Perhaps it is because of these years at school that I will always associate blue dresses, gold, clean whites and sassy little ponytail holders with learning to be a lady.
Here is a selection of beautiful things for ladies of all sorts — for those who like their finery, but also for those who would very simply like to waltz through each day with a little bit of grace. The accompanying text consists of excerpts from Meg Goes to Vanity Fair, which is a chapter from Louisa May Alcott’s ‘Little Women’. It was a much re-read book chapter from childhood that taught me about the perils of vanity that come after the first flush of beauty, as well as the importance of having goodness, happiness and a heart made of a more extraordinary substance.

tulle dress & watercolour chiffon dress / Dear Golden Vintage
On the Thursday evening, Belle shut herself up with her maid, and between them they turned Meg into a fine lady. They crimped and curled her hair, they polished her neck and arms with some fragrant powder, touched her lips with coralline salve to make them redder, and Hortense would have added `a soupcon of rouge’, if Meg had not rebelled. They laced her into a sky-blue dress, which was so tight she could hardly breathe and so low in the neck that modest Meg blushed at herself in the mirror…Mademoiselle is chatmante, tres jolie, is she not? cried Hortense, clasping her hands in an affected rapture.

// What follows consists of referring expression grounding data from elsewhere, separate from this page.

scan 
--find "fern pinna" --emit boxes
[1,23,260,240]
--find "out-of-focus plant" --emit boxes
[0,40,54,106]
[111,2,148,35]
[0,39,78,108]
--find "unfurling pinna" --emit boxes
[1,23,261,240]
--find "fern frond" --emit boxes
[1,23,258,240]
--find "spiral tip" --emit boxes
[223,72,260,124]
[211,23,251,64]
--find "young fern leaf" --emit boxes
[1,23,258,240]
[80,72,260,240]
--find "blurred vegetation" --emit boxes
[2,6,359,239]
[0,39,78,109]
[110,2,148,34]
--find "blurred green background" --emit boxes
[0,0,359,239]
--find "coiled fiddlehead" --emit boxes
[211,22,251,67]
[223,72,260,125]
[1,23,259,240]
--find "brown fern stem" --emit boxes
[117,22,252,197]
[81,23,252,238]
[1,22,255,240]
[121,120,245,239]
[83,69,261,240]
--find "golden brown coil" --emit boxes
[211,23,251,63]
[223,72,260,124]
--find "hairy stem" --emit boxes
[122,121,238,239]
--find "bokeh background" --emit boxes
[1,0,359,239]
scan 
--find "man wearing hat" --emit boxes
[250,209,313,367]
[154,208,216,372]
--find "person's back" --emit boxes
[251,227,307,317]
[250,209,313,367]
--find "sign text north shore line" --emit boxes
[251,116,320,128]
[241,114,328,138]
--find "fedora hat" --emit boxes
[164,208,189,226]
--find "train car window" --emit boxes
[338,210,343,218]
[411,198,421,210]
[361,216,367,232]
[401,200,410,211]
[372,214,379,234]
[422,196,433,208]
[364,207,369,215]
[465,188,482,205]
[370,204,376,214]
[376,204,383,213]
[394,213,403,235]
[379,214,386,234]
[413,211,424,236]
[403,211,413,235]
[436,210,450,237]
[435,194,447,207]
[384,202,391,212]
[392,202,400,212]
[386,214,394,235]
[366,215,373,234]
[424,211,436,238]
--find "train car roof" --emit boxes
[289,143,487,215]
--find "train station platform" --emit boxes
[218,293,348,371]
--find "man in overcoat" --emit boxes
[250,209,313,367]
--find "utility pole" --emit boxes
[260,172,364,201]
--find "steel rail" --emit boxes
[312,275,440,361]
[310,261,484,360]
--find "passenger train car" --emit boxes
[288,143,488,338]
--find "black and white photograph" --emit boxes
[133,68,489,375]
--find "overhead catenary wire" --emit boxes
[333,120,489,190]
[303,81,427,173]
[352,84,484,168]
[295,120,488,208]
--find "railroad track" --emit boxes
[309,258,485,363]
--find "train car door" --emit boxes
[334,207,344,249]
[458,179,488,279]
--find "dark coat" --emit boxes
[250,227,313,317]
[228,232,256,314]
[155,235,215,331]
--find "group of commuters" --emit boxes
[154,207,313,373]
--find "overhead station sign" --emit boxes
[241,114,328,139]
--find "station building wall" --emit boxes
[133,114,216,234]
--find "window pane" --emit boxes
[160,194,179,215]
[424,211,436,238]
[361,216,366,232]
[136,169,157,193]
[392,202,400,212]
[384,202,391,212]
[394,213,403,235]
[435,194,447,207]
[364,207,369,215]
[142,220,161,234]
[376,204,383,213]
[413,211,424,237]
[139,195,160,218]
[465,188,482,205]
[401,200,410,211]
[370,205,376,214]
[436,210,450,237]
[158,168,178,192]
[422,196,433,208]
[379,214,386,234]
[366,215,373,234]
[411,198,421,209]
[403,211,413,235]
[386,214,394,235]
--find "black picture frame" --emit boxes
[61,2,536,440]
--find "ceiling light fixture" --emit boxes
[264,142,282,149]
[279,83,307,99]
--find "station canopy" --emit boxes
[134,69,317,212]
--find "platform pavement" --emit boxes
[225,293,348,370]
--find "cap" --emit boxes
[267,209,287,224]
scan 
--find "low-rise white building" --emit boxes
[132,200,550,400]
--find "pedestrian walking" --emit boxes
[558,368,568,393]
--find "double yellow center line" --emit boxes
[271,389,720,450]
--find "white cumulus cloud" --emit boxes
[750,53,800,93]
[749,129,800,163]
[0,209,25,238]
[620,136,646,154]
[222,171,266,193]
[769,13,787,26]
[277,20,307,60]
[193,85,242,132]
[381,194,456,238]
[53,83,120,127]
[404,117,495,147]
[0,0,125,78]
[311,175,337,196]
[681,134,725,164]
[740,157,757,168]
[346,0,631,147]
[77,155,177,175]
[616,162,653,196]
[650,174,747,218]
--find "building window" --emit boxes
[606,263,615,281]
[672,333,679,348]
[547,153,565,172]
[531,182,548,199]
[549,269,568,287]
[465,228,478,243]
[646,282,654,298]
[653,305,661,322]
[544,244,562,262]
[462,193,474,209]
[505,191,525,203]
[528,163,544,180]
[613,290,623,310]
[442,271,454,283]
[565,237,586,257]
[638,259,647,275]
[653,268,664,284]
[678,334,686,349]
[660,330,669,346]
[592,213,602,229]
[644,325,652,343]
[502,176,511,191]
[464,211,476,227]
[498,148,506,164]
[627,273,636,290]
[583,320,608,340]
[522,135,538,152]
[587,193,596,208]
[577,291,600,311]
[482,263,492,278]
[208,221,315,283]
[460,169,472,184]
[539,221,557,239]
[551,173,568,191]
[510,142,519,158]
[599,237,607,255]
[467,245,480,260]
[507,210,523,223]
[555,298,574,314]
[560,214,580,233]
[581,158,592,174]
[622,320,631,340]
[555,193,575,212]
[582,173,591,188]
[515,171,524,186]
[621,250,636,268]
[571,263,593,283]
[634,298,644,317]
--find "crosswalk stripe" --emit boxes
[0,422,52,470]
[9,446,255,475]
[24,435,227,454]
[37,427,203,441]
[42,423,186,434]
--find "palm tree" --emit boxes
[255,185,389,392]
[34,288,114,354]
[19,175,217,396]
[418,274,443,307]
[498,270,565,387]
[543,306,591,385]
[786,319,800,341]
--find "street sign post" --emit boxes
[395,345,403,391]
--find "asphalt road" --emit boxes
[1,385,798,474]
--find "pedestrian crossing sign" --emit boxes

gold pearl ring / lapis lazuli ring
What shall you tell her? asked Meg, full of curiosity to know his opinion of her, yet feeling ill at ease with him for the first time.
I shall say I didn’t know you, for you look so grown-up and unlike yourself, I’m quite afraid of you, he said, fumbling at his glove button.
How absurd of you! The girls dressed me up for fun, and I rather like it. Wouldn’t Jo stare if she saw me? said Meg, bent on making him say whether he thought her improved or not.
Yes, I think she would, returned Laurie gravely.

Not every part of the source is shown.